False Audible Alarm

BobMaio

Seaman
Joined
Jan 6, 2011
Messages
54
I have a 2000 Sea Ray with a 2007 4.3 Merc I/O. Recently the audible alarm would randomly come on while cruising. Just for a few seconds then go off.
Gear oil level is fine, oil pressure is fine and water temperature is all to specs. Sounds like a false alarm signal to me but I don't know where to start to look for the culprit. Can someone please give me some direction on how to fix.
 

achris

More fish than mountain goat
Joined
May 19, 2004
Messages
27,468
Re: False Audible Alarm

Is this a MPI or a carburetored engine? When the alarm goes off, what is the tone? Is it like a beep every 2 minutes?

Chris...
 

BobMaio

Seaman
Joined
Jan 6, 2011
Messages
54
Re: False Audible Alarm

Carbureted engine. NOt sure of the frequency of the beep but it is an elongated beep. It seems to come on periodically. I never thought to time it. I cruised for an hour with nothing, anchored the boat for 3 hours and on my return trip it started beeping in a periodic manner. It may have been every couple of minutes but it seemed more frequent. The last time I had the boat out it started right away and seemed more frequent then every few minutes. ON another note, the most recent trip the weather was cool and the trip before that was hot.

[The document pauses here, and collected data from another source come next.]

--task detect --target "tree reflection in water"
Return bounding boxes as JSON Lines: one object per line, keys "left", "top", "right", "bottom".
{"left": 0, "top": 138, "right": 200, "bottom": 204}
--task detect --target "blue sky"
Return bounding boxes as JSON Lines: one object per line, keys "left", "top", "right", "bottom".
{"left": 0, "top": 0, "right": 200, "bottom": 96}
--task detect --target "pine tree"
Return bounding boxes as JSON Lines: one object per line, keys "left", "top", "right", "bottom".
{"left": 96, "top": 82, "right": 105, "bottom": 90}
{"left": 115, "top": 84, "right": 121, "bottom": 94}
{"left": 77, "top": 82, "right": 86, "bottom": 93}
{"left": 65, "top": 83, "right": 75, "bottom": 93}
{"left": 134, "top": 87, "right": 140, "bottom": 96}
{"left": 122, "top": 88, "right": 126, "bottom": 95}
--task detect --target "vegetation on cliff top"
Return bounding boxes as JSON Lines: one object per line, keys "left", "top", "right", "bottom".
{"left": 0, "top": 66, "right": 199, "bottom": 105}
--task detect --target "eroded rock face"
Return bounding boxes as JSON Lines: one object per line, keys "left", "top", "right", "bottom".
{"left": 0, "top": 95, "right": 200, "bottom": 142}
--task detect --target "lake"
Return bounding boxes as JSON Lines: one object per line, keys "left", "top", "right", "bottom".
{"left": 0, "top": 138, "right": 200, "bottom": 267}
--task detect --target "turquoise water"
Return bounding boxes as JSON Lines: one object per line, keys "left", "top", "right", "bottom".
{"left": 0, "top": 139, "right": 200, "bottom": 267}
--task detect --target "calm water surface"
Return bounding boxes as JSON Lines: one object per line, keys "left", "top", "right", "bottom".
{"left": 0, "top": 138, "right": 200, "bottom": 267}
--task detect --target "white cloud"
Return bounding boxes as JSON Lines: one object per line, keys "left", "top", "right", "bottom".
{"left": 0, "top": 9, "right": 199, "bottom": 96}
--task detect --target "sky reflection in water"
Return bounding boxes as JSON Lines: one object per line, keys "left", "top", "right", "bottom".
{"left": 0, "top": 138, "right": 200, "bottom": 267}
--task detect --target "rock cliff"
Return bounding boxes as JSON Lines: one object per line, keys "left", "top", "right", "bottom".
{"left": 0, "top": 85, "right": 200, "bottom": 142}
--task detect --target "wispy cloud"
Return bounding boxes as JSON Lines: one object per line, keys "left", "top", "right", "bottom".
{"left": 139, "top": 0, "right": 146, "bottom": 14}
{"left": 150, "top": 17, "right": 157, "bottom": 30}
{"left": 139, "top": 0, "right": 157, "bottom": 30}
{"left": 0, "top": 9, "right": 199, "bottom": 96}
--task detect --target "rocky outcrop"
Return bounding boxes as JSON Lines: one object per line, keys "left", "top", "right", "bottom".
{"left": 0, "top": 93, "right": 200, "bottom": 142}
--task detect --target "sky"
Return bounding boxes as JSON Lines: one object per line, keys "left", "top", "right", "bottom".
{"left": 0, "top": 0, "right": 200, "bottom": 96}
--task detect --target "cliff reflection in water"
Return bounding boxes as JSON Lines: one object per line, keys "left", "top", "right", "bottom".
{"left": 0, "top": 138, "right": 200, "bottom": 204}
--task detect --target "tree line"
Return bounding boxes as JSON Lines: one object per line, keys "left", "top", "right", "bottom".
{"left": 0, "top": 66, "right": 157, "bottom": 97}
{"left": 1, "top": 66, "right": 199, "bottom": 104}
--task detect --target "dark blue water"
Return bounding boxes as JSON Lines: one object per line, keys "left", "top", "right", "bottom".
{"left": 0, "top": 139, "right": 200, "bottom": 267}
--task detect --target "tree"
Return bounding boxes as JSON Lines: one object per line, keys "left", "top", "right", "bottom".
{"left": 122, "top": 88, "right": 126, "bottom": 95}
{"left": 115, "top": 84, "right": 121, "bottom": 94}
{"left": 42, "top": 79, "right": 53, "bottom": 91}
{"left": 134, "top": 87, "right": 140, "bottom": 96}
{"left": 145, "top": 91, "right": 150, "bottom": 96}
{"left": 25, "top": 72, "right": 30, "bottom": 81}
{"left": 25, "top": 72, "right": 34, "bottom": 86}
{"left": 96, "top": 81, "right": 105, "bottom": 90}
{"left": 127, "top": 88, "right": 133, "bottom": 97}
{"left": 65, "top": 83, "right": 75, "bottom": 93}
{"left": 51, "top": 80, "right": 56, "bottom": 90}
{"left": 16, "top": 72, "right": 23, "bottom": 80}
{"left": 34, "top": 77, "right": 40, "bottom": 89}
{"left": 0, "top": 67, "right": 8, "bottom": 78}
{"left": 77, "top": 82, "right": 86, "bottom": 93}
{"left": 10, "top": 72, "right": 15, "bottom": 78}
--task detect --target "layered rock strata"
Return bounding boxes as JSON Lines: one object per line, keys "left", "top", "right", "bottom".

Any help will be appreciated.
 

achris

More fish than mountain goat
Joined
May 19, 2004
Messages
27,468
Re: False Audible Alarm

There are 3 sensors that go into the ignition control module (the module is what actually fires the alarm), oil pressure switch, engine coolant temperature switch and drive lube oil monitor oil bottle. I would disconnect each one of those in turn and see if the problem goes away (then you found the culprit). If it doesn't go away, disconnect all 3. Still there? the module may be the cause. The other thing I would check it for a chaffed wire in the harness that goes to the alarm module (it may be intermittently grounding), it's tan with a blue stripe...

Chris......
 

BobMaio

Seaman
Joined
Jan 6, 2011
Messages
54
Re: False Audible Alarm

I understand what you are suggesting but I have to confirm something: 1) For oil pressure I disconnect the single lead on the sender to force an open-to-ground condition hence shutting off the alarm. 2) For temperature I disconnect the single temp sender lead which also provides an open-to-ground condition. 3) Disconnect both leads from the gear lube monitor which I think also provides an open-to-ground condition (not sure of this one). So if I have it correctly, by disconnecting each of these until I no longer hear the beep will pinpoint which sender is bad. If all 3 are disconnected, and the beep still happens, then the module is funky. Right?
On a related point, today I was trying to force the beep and could not. I was working on the boat in my yard hooked up to muffs. I thought if I shorted the connections to ground I would force the alarm to beep. I tried this to no avail. I could not get the alarm to simulate a problem situation. Am I competly off in my understanding of how this alarm system works?
 

tank1949

Lieutenant Commander
Joined
Apr 4, 2013
Messages
1,911
Re: False Audible Alarm

I have a similar set up and former owner cut wires going to buzzers. STUIPID. I am back tracking and checking it all out to get it up to factory specs. Make sure you pull switch wires and not sender wires for testing. You problem my be capicitor failing. There is a 15 or so second delay when testing mine. I suspect MC didn't want complaints from other boat owners because the alarsm can be loud and if they come on immediately, you would allways hear them when firing up motors. Anoying. Grounding leads to block and waiting 15 seconds, I have been able to test mone so far.
 

achris

More fish than mountain goat
Joined
May 19, 2004
Messages
27,468
Re: False Audible Alarm

No, your understanding is correct. Just be aware that there are 2 senders for oil pressure, one is the alarm switch, the other is the sender for the oil pressure gauge on your dash. Same with the temperature. Each of the alarm switch wires is tan with a blue stripe. If you disconnect all 3 wires and the alarm persists, then the module may be faulty, yes... However, grounding any of those wires SHOULD trigger an alarm condition, and sound the alarm.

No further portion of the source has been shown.